With Al Qaeda Down… Baghdad Makes Plea To US Not to Surrender
A Baghdad plea: U.S. should stay and fight
I wasn’t surprised when I saw Al Qaeda’s second-in-command, Ayman al-Zawahiri, appear on Al Jazeera to announce America’s defeat last week, not long after U.S. Senate Majority Leader Harry Reid did. Zawahiri claims Al Qaeda has won, and Reid claims America has lost.
But from here in Baghdad, I see only a war that’s still raging – with no victory in sight for Al Qaeda or any other entity. In fact, I see Al Qaeda on the ropes, losing support among my fellow Iraqis.
In the midst of such a fierce war, sending more wrong messages could only further complicate an already complicated situation. It would only create more of a mess inside Iraq – a mess that would then be exploited by Iran, Syria and Saudi Arabia for their own purposes: more iron-fisted control of the peoples and treasures of the region, more pushing the Middle East to crises and confrontations, and more spreading of their dark, backward ideologies.
And so, as an Iraqi, I say without hesitation: the American forces should stay here, and further reinforcements should be sent if the situation requires them. Not only that, these forces should be prepared to expand their operations whenever and wherever necessary to strike hard at the nests of evil that not only threaten Iraq and the Middle East, but seek to blackmail the whole world in the ugliest way through pursuing nuclear weapons.

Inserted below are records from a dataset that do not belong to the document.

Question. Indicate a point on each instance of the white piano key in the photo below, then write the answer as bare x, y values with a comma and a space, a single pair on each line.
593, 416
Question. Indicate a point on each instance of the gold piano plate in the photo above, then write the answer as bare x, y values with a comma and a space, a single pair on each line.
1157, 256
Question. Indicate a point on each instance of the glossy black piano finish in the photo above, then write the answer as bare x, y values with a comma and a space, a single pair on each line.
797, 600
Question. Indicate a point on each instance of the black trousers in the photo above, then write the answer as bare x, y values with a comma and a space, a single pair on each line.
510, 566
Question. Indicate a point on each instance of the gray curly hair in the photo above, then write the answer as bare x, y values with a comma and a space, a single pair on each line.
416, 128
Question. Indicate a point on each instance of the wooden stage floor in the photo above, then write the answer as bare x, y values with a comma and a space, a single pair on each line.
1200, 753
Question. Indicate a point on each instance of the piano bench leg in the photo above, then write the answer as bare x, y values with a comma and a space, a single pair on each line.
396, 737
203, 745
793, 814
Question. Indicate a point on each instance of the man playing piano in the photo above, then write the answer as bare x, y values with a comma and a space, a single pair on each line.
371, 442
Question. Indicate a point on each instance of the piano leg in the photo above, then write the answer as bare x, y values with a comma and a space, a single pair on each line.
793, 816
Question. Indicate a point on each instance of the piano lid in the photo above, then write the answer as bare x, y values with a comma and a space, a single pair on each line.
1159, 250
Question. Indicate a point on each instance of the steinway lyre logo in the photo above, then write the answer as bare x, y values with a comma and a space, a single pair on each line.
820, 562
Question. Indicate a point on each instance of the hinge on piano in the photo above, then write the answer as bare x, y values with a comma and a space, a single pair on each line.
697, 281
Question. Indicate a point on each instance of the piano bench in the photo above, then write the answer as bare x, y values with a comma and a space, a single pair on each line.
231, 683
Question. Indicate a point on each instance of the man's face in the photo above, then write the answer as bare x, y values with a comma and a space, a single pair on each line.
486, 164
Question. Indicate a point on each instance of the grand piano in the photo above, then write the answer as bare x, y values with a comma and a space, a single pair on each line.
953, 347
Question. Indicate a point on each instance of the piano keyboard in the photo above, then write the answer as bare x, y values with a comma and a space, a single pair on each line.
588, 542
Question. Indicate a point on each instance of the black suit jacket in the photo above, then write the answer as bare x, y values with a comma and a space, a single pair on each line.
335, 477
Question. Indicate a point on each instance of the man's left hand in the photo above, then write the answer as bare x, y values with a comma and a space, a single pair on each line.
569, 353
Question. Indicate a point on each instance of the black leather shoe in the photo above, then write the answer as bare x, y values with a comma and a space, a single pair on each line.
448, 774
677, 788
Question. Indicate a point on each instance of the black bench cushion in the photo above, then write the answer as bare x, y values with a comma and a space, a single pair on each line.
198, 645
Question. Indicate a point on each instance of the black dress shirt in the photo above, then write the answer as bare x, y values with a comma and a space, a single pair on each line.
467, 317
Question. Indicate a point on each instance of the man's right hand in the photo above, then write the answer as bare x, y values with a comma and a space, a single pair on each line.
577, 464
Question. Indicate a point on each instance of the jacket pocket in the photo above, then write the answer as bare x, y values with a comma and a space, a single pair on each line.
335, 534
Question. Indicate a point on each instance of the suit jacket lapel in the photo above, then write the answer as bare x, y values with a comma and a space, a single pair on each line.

It is up to us to show tyrants and murderers like Iran’s Mahmoud Ahmadinejad, Hezbollah’s Hassan Nasrallah, Syria’s Bashar Assad, and their would-be imitators who seek to control Iraq’s people and wealth that we, the people, are not their possessions. They can’t take out our humanity and they can’t force us to back down.
The cost of liberating Europe in the last century was enormous in blood and treasure. In fact, it took half a century of American military presence thereafter to protect those nations from subsequent threats. If that made sense during a Cold War, and it did, then I don’t understand why anyone would demand a pullout from Iraq (and maybe later, the entire Middle East) when the enemies are using every evil technique, from booby trapped dead animals to hijacked civilian aircrafts, to kill innocents.
Mohammed is not the only one begging America to stay in Iraq…
Iraqi Foreign Minister Hoshyar Zebari pleaded with America to not abandon his country this week.
Last weekend a traffic jam several miles long snaked out of the Mansour district in western Baghdad. The delay stemmed not from a car bomb closing the road but from a queue to enter the city’s central amusement park. The line became so long some families left their cars and walked to enjoy picnics, fairground rides and soccer, the Iraqi national obsession.
Across the city, restaurants are slowly filling and shops are reopening. The streets are busy. Iraqis are not cowering indoors. The appalling death tolls from suicide attacks are often high because of crowding at markets. These days you are as likely to hear complaints about traffic congestion as about the security situation. Across Baghdad there is a cacophony of sirens from ambulances, firefighters and police providing public services. You cannot even escape the curse of traffic wardens ticketing illegally parked cars.
These small but significant snippets of normality are overshadowed by acts of gross violence, which fuel the opinion of some that Iraq is in a downward spiral. The Iraqi people are indeed suffering tremendous hardships and making grave sacrifices — but daily life goes on for 7 million Baghdadis struggling to take back their capital and country.
So why should the world remain engaged in Iraq?
There is no denying the difficulties Iraq faces, and no amount of good news can obscure the demons of terrorism and sectarianism that have risen in my country. But there is too much at stake to risk failure, and everything to gain by helping us protect our hard-won democratic achievements and emerge as a stable, self-sustaining country.
We remain determined in spite of our losses. Spectacular attacks may dominate foreign headlines, but they cannot change the reality that Iraq has made steady political, economic and social progress over the past four years. We continue to strengthen our nascent democratic institutions, pursue national reconciliation and expand Iraqi security forces. The Baghdad security plan was conceived to give us breathing space to expedite political and economic development by “securing and holding” neighborhoods across the capital. There is no quick fix, but there have been real results: Winning public confidence has led to a spike in intelligence, a disruption of terrorist networks and the capture of key leaders, as well as the discovery of weapons caches. In Anbar province, Sunni sheikhs and insurgents have turned against al-Qaeda and to the side of Iraqi security forces. This would have been unthinkable even six months ago.